Hehlerbande in Berlin zerschlagen: Polizei findet 1.100 gestohlene Ausweise und Pässe

Eine sechsköpfige Bande handelte mit gestohlenen Pässen und Dokumenten – am Freitag schlug die Polizei zu. Die Beamten entdeckten mehr als tausend Blankodokumente.

Aufenthaltstitel, vorläufige Personalausweise, Reisepässe für Kinder und Erwachsene – die amtlichen Dokumente türmen sich gleich stapelweise in einem Büro im vierten Stock des Polizeiabschnitts 44 in der Gothaer Straße. Rund 1100 Originaldokumente präsentieren die Ermittler des Landeskriminalamtes am Dienstagmittag in Schöneberg – gestohlen bei Einbrüchen in Bürgerämter in- und außerhalb von Berlin, gegen Bargeld verkauft an illegale Flüchtlinge und Kriminelle, die "sich so einen scheinbar legalen Aufenthalt in Deutschland sichern wollten", wie die Polizei mitteilte.

Zehn Wohnungen in vier Bezirken durchsucht

Die Dokumente – die meisten von ihnen blanko, nur wenige waren nach Angaben der Ermittler manipuliert oder ausgefüllt worden – waren am Freitag bei einer Wohnungsdurchsuchung in Wilmersdorf entdeckt worden.

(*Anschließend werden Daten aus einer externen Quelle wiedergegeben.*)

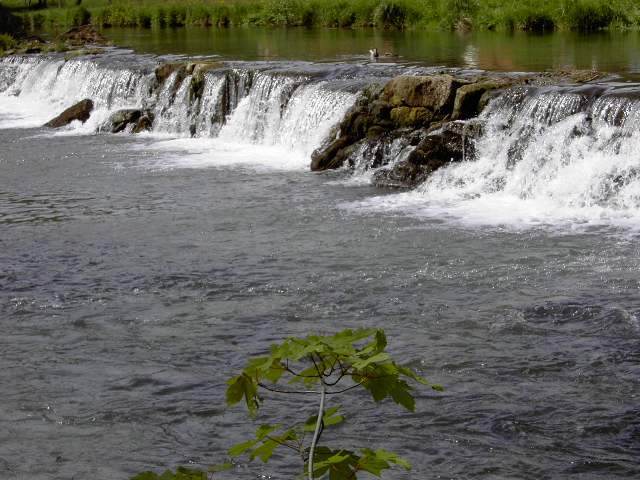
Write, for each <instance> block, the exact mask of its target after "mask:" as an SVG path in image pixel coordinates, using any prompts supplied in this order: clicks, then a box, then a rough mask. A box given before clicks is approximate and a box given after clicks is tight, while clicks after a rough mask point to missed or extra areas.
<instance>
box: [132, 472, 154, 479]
mask: <svg viewBox="0 0 640 480" xmlns="http://www.w3.org/2000/svg"><path fill="white" fill-rule="evenodd" d="M158 478H159V477H158V474H157V473H153V472H141V473H138V474H137V475H134V476H133V477H131V479H130V480H158Z"/></svg>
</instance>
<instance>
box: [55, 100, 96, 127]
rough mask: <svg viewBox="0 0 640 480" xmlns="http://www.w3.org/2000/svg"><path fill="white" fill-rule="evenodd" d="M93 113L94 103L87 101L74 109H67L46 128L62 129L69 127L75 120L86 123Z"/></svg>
mask: <svg viewBox="0 0 640 480" xmlns="http://www.w3.org/2000/svg"><path fill="white" fill-rule="evenodd" d="M92 111H93V102H92V101H91V100H89V99H85V100H82V101H81V102H78V103H76V104H75V105H73V106H72V107H69V108H67V109H66V110H65V111H64V112H62V113H61V114H60V115H58V116H57V117H56V118H54V119H52V120H50V121H48V122H47V123H45V124H44V126H45V127H49V128H60V127H64V126H65V125H69V124H70V123H71V122H73V121H74V120H80V121H81V122H82V123H84V122H86V121H87V120H88V119H89V117H90V116H91V112H92Z"/></svg>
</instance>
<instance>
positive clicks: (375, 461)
mask: <svg viewBox="0 0 640 480" xmlns="http://www.w3.org/2000/svg"><path fill="white" fill-rule="evenodd" d="M316 458H317V459H318V461H317V462H316V464H315V466H314V470H313V473H314V477H315V478H320V477H322V476H323V475H326V474H327V473H328V474H329V478H330V480H348V479H354V478H357V474H358V472H361V471H362V472H368V473H371V474H373V475H375V476H376V477H379V476H380V474H381V473H382V471H383V470H388V469H390V468H391V467H392V465H398V466H400V467H402V468H404V469H405V470H411V464H410V463H409V462H407V461H406V460H404V459H403V458H401V457H399V456H398V455H396V454H395V453H393V452H389V451H387V450H383V449H378V450H375V451H374V450H371V449H368V448H363V449H362V450H360V454H357V453H355V452H352V451H349V450H331V449H329V448H327V447H320V448H319V449H318V452H317V457H316Z"/></svg>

Die Beamten hatten zudem neun weitere Wohnungen in Charlottenburg, Neukölln und Schöneberg durchsucht; zuvor waren Durchsuchungsbeschlüsse beim Amtsgericht Tiergarten erwirkt worden. Neben den Dokumenten – immerhin ein Fund von "außergewöhnlicher Größenordnung", wie ein Ermittler sagte – wurde bei den Durchsuchungen auch Computertechnik beschlagnahmt.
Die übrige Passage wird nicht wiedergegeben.